Bringing the Diversity Discussion into the Compensation Committee

By Blair Jones

November 18, 2019 All Industries

Companies have embraced diversity as a way to enhance dialogue, broaden thinking, better represent customer perspectives and drive innovation. Diversity—including diversity of race, gender, cultural background, experience and age—is now a strategic imperative and benefits from the board of directors’ full commitment. Board nominating and governance committees are playing an important role in introducing more diversity into the boardroom by bringing forth diverse slates of outside director candidates. Compensation committees have a critical role to play as well, fostering diversity efforts within the employee and management populations. Here’s how:

  1. Monitoring of diversity and inclusion initiatives and outcomes within the organization: As many compensation committees expand their charters to include talent oriented responsibilities, diversity is a front and center issue. Committees are receiving at least annual updates from management on diversity and inclusion statistics, programs to support diversity and inclusion, and development opportunities for diverse leadership candidates. Many compensation committees are also taking the opportunity to get to know some of the diverse high potentials and their career experiences: they will invite diverse candidates to speak with them about their career path to date and the development actions they are undertaking. These “real-life” examples bring texture to the committee members’ understanding of the company’s endeavors and highlights the programs’ improvement opportunities and impact. In some cases, based on this understanding, the committee can be instrumental in fostering mentoring relationships within or outside the board that may accelerate the high potential individuals’ careers faster.
  2. Succession planning: Succession planning for the CEO and direct reports is most frequently a full board discussion. However, compensation committees may preview CEO direct report succession planning discussions to focus the board conversation and give additional time to this important topic. In addition, many compensation committees are choosing to focus on succession planning one level down, gaining insight into the longer-term talent pipeline. In both cases, there is an opportunity to probe where diverse candidates reside in the organization and the efforts being taken to enhance their readiness. Where fewer diverse candidates exist, compensation committees can push brainstorming about where additional candidates might be sourced and creative ways to make the company attractive among those groups.
  3. Oversight of annual compensation actions: This core compensation committee responsibility supports diversity when viewed with a finer lens: as committees review annual pay change recommendations, it is important that they not only understand the individual actions but also look for patterns. How do increases and actions for women and minority executives compare? Are there other biases that the recommendations represent? Fairness and consistency are key. In addition, there is an opportunity to ensure pay actions are aligned with succession planning discussions. Are those diverse employees who have been identified as potential successors experiencing the appropriate pay trajectory? In considering these perspectives, the committee helps ensure the company put its money where its mouth is.
  4. Gender pay equity: This issue is quickly emerging, advocated by institutional investors, political leaders, employees and others alike. It has been the focus of shareholder proposals and company pledges in the last few years and is increasingly in the governance dialogue. Compensation committees have the opportunity to work with management take a leadership role on this issue. The first step is to get an understanding of what the data shows about the current state. Then, the committee can work with management to clarify the company’s philosophy on the topic. Clear and practical responses related to compensation design and administration as well as targeted disclosure will help the company underscore its commitment to diversity and fair treatment to all stakeholders.
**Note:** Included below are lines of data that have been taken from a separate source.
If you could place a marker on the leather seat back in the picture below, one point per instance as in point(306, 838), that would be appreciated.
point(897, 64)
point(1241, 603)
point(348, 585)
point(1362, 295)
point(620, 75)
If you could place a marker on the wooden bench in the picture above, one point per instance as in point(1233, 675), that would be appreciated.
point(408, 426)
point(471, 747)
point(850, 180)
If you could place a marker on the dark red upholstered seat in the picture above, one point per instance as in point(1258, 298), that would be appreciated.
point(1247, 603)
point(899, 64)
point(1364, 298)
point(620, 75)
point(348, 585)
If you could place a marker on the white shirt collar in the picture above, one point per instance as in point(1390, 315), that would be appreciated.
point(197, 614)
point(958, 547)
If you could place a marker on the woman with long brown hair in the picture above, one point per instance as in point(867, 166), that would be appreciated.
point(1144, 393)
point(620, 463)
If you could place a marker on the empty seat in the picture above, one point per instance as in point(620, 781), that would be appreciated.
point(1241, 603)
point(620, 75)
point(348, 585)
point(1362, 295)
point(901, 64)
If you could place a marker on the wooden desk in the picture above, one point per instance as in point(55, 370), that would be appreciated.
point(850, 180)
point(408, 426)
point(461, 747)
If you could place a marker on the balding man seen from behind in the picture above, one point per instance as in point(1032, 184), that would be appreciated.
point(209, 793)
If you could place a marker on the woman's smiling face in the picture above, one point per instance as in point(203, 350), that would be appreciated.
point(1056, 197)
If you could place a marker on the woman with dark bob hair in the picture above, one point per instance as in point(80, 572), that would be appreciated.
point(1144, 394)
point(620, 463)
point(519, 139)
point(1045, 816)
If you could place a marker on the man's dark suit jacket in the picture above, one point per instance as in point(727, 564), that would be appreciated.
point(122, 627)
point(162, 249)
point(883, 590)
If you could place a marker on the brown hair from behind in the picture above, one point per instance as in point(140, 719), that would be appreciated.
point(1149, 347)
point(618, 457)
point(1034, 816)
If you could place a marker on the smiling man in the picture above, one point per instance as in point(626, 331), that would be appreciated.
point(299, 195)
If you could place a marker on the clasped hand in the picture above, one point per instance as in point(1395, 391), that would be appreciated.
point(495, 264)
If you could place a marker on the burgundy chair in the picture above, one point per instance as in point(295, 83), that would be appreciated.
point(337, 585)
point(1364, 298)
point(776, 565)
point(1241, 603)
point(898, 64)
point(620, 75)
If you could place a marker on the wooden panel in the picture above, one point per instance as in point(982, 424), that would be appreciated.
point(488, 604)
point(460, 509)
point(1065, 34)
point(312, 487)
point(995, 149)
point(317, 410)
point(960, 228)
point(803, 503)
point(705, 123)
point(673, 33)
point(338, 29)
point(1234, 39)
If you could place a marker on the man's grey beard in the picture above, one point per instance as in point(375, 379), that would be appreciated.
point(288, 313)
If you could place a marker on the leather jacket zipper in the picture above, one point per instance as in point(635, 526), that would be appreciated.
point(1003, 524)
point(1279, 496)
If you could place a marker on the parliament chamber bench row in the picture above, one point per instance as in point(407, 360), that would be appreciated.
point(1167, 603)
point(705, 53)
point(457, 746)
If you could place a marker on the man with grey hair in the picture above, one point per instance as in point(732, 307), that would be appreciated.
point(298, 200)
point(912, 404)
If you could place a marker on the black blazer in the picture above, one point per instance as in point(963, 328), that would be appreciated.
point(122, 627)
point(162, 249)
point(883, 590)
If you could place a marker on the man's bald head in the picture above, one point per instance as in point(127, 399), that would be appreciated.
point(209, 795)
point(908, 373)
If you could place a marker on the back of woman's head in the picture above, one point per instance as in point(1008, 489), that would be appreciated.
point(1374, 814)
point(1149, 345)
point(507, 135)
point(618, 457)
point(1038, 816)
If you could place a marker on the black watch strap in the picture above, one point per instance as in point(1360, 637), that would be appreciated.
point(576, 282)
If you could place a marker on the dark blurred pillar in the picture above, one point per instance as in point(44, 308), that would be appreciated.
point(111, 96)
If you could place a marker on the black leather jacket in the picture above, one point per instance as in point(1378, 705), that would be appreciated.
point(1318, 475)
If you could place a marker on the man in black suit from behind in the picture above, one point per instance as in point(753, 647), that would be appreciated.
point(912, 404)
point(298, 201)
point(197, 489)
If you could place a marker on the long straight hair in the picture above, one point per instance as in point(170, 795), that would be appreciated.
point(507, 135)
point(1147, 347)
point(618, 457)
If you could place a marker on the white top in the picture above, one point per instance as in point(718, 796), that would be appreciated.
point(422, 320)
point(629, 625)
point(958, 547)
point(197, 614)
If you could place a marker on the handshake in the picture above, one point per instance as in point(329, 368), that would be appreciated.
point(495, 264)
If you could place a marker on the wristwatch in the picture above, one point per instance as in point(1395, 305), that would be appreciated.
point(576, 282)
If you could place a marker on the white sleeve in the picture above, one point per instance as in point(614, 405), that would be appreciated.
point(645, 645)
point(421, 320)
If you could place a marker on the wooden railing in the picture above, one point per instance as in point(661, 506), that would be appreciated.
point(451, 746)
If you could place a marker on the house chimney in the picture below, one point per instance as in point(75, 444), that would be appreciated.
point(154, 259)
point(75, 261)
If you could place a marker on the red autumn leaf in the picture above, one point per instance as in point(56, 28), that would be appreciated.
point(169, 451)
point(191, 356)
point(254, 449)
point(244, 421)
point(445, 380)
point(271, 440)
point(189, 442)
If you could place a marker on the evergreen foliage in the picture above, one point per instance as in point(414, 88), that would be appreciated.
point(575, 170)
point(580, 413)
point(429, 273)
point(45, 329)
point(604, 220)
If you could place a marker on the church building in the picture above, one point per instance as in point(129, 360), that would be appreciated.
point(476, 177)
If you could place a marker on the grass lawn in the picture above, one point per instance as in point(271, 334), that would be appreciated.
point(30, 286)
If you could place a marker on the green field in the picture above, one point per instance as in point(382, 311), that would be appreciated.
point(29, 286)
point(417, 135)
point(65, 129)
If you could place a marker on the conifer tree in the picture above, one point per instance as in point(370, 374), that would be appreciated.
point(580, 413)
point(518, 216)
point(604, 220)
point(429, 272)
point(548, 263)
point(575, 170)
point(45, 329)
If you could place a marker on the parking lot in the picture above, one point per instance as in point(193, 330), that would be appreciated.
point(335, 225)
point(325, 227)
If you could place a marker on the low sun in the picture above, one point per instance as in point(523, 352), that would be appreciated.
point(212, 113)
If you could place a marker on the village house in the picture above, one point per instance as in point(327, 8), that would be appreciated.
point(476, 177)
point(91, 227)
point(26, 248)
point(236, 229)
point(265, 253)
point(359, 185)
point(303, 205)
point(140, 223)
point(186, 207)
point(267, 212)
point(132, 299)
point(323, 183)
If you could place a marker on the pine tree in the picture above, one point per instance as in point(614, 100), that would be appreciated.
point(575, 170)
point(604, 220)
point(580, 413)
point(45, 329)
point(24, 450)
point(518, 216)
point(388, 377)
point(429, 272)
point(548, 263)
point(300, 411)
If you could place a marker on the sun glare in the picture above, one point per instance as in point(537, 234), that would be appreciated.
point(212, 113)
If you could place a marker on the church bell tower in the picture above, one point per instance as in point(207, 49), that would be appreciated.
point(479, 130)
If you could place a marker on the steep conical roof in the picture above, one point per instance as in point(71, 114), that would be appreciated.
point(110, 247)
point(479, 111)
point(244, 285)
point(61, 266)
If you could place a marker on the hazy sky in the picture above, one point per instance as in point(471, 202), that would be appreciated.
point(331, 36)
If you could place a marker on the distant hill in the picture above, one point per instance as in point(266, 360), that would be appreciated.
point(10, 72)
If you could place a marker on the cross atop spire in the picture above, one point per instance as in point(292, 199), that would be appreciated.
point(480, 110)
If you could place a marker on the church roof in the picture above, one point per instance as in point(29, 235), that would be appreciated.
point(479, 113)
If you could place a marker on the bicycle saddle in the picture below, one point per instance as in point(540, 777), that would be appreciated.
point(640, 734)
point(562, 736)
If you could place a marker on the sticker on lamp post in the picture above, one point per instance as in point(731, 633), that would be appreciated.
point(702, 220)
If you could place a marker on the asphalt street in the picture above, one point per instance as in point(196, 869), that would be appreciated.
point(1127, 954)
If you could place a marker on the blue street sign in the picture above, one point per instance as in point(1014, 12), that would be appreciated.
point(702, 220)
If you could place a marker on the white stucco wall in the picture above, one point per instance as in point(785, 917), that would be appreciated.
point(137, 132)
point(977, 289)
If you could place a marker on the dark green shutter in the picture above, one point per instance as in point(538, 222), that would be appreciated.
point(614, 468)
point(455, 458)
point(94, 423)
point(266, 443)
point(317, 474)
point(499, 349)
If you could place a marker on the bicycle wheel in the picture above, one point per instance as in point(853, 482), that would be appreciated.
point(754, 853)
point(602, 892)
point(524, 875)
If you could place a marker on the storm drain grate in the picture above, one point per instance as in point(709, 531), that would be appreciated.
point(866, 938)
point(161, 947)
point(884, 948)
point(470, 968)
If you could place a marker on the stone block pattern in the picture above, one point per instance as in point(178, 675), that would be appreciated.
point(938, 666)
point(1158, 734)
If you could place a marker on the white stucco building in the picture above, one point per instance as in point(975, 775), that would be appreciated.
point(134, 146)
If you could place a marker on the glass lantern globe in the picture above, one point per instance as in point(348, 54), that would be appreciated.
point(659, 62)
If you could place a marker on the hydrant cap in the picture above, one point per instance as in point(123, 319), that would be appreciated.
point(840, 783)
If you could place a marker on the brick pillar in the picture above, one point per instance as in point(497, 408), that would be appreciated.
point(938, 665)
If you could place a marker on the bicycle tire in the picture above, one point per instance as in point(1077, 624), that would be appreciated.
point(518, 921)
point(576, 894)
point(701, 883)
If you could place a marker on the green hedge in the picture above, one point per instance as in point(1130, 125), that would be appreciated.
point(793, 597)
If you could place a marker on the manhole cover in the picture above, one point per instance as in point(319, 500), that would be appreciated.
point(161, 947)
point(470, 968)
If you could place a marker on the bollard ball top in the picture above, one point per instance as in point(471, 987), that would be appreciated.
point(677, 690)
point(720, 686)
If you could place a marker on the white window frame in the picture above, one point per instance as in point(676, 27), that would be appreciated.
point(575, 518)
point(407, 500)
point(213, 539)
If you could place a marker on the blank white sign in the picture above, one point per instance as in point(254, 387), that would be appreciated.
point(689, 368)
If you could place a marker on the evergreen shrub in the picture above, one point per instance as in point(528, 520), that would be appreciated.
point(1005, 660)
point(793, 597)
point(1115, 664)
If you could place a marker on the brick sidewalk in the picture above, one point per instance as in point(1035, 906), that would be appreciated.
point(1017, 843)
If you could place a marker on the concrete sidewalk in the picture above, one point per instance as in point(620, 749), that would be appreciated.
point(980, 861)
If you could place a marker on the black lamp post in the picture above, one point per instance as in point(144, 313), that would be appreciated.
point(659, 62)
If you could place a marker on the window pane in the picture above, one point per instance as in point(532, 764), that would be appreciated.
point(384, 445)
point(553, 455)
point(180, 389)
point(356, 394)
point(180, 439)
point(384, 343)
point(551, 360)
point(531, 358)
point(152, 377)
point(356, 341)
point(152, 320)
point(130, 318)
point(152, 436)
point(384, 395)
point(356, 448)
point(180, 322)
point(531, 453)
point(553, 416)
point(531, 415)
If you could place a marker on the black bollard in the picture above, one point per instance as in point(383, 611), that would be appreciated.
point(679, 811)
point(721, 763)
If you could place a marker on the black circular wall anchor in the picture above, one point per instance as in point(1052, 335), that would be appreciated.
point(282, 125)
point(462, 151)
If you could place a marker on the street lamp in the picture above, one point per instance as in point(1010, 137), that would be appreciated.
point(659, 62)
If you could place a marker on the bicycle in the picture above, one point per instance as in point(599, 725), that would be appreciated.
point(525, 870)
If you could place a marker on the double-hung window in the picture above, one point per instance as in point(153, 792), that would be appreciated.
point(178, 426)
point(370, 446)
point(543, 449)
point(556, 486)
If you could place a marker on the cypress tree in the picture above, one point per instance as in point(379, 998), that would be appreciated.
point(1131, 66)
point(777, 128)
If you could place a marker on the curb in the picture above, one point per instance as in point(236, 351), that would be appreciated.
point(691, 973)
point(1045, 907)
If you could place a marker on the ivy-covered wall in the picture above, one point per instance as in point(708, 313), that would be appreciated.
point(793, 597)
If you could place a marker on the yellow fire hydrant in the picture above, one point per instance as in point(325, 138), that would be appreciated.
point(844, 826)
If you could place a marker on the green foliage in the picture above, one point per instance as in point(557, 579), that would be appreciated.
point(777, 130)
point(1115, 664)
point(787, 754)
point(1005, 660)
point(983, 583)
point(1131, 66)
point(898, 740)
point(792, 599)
Compensation committees can help the companies they serve walk the talk on diversity and inclusion. Whether their charters and committee names formally include “human resources,” “organization,” or “talent” responsibilities, it makes business sense for committees to take on these issues. By focusing on questions about where more diverse talent needs to be sourced and fostered, who diverse high potentials are, what is being done to promote their career experiences, and how these individuals are paid relative to others on similar trajectories, the committee ensures the issue does not get lost in the midst of its other compliance and regulatory duties. Diversity and inclusion is a clear area where continuous measurement and sharing of experiences makes everyone learn faster and better. Therefore, committees should ask for the dialogue, and management teams should not be shy to engage.